Still, it’s hard to imagine the doe-eyed Patel gingering up a power-grab.

A number of other national ministers are also being deployed to the Western Cape, which now accounts for 66% of the country’s Covid cases. 

These include Public Enterprises Department Pravin Gordhan, energised perhaps by his efforts to transform SAA from a dead duck into a turnkey, who will be sent to the West Coast region.   

And the Comrade Minister in Charge of Minibuses and Soundbites, Fikile Mbalula is heading to that other hotbed of political forment, the Garden Route.  

“¡Hasta la victoria siempre!” as they say in Oudtshoorn.

It’s in-seine, I tell ya

And in more Covid-19 news…. Millions have been flouting the regulations and migrating between the provinces. Yes, it’s the annual sardine run. No injuries were reported, says IOL, after the rescue of a shark caught in a net full of sardines in Ramsgate. The report includes some lively footage of folks wrestling to free the animal, with scores of onlookers close by, seemingly unfazed by the danger. 

Perhaps it’s all that endless Netflix watching and Zoom conferencing. People are finally realising the value of live entertainment.

Meanwhile editors at major KwaZulu-Natal newspapers, it has been reliably learnt, have warned sub-editors that using the phrase “greatest shoal on earth” in any headline is a Class 1 disciplinary offence.

Gunning for business

If it isn’t coronavirus, it’s the George Floyd protests preventing honest, law-abiding businesses in the US from doing, well, business. Fox News is carrying a report that gun shop owners in West Palm Beach, Florida, say the city’s state of local emergency is forcing them to turn away customers.

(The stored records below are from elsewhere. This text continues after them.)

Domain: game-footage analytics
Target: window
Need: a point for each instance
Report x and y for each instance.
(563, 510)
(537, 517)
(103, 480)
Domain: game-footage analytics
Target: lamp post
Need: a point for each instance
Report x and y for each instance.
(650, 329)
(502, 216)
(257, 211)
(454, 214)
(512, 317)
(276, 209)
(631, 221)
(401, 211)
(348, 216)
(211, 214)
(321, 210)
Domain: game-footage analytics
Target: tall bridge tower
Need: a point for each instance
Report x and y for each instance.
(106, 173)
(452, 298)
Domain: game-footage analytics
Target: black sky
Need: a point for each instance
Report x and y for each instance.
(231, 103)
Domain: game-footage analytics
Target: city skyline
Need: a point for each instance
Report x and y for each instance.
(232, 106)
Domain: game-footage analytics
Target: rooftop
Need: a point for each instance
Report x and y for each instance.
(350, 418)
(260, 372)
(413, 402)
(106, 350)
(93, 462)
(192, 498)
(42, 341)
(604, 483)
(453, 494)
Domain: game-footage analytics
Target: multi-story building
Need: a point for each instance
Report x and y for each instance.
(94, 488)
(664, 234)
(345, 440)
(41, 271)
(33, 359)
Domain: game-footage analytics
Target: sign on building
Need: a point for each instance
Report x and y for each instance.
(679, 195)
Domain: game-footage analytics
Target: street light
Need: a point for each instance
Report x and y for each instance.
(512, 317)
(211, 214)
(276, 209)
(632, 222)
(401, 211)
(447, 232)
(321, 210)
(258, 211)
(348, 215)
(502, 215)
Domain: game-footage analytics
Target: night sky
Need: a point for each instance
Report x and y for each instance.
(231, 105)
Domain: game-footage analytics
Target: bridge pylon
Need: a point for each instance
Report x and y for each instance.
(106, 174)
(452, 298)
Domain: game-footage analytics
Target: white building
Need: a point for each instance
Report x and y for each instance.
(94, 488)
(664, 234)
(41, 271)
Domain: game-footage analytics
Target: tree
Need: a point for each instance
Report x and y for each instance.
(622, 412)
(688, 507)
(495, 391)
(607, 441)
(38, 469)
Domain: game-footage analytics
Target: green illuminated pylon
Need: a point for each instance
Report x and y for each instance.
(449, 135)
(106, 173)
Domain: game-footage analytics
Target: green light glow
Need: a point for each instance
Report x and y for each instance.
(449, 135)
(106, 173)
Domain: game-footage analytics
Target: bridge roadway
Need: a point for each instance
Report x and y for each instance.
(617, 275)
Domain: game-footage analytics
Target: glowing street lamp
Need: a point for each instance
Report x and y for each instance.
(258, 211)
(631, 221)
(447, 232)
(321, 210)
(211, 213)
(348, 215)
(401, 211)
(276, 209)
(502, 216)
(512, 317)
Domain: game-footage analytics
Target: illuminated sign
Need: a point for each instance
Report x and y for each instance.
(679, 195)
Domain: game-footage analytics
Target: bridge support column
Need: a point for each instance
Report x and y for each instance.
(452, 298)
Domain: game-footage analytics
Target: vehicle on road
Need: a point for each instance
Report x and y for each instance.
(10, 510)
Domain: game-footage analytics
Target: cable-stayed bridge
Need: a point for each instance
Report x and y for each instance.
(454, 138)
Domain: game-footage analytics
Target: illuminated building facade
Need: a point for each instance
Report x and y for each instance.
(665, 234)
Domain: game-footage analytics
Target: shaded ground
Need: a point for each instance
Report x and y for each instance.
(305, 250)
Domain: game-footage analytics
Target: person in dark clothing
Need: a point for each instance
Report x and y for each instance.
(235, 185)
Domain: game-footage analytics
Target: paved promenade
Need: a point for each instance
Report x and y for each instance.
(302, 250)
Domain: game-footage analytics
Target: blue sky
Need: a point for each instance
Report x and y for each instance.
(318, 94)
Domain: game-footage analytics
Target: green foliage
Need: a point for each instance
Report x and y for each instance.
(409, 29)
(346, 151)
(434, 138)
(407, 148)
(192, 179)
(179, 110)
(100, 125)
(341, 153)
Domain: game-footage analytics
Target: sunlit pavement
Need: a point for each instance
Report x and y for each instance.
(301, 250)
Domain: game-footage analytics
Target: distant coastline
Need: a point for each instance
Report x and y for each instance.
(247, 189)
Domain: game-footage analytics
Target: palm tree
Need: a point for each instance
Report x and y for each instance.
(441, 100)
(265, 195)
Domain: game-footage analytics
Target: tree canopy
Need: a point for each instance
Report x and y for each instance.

“Basically this is saying, ‘Don’t bring a gun to a peaceful protest,’” countered West Palm Beach Chief Assistant State Attorney Adrienne Ellis on Friday, in a report carried by the Palm Beach Post

Seems a reasonable point, but Adam Golden, a managing partner of the colourfully named Baba Boom Guns, is unhappy, the same newspaper reports.

Give no quarter

NEW ORLEANS—In response to controversy over his previous statement that downplayed police brutality, and focused on standing for the national anthem, New Orleans Saints quarterback Drew Brees admitted on Thursday that he hasn’t trusted black people ever since a Falcons linebacker stole a football straight out of his hands. 

Apologies, this last entry somehow slipped into this roundup straight from the pages of The Onion.*

  • This is important: The Onion is a satirical news publication…. (Ed)

The views and opinions expressed in this article are those of the author and do not necessarily reflect the views of Safrea or its members.